Perhaps, first and foremost amongst the oak savanna’s endangered native wildlife is the Karner blue butterfly. The butterfly was listed as an endangered species in December of 1992. Its only known food source while in caterpillar form is a plant called wild lupine, which grows in the sunny open setting of oak savannas.13 A 1980 New York study of 37 sites revealed an average of two lupine plants are required to support every Karner blue butterfly caterpillar.14 Without the work of the Sand County Foundation to restore the oak savanna, the Karner blue butterfly would find itself in even greater danger of extinction.

 The Wisconsin River Flood Plain

A second major program of the Sand County Foundation is the Wisconsin River Flood Plain Restoration and Management Project. Over the past century, levees have been built along the Wisconsin River to protect areas from flooding in order to increase land availability. Unfortunately, these levees, while decreasing flooding in general, have increased the potential for disastrous flooding. They have also led to increased pollution of the water by removing an important filtering process.
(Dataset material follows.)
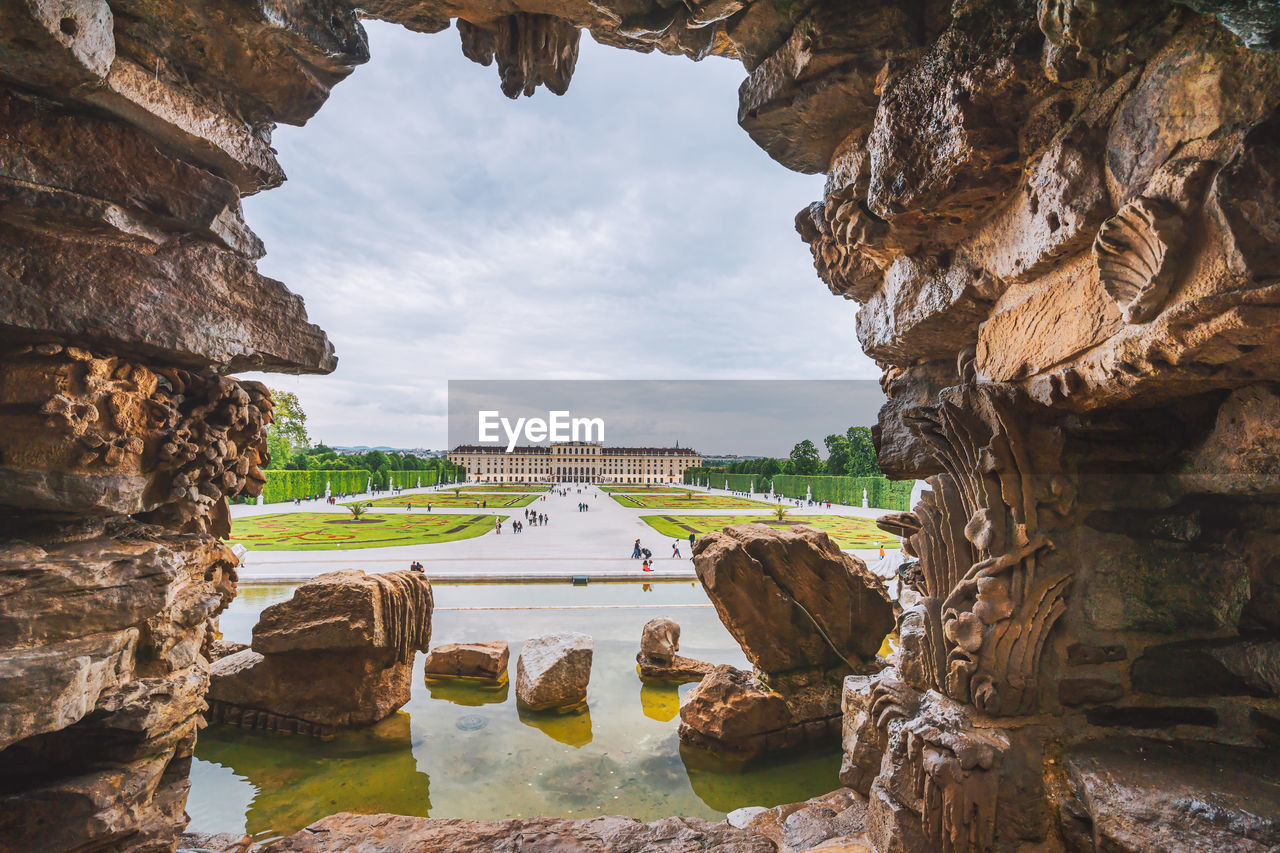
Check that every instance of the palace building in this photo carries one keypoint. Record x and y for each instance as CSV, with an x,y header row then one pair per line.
x,y
575,463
In order to reduce the likelihood of a disastrous flood downstream, the project will eventually remove unsafe levees and allow re-flooding of the historical flood plain which ranged for dozens of square miles near the Leopold "shack." A Sand County Foundation meeting in November of 1996 reported: "Studies of the 1993 Midwest U.S.A. floods universally establish that levee removal lowers flood crest height and slows flood water velocity."15 However, the plan to return to natural flooding does a lot more than simply ensuring the safety of downstream Portage, Wisconsin and its residents.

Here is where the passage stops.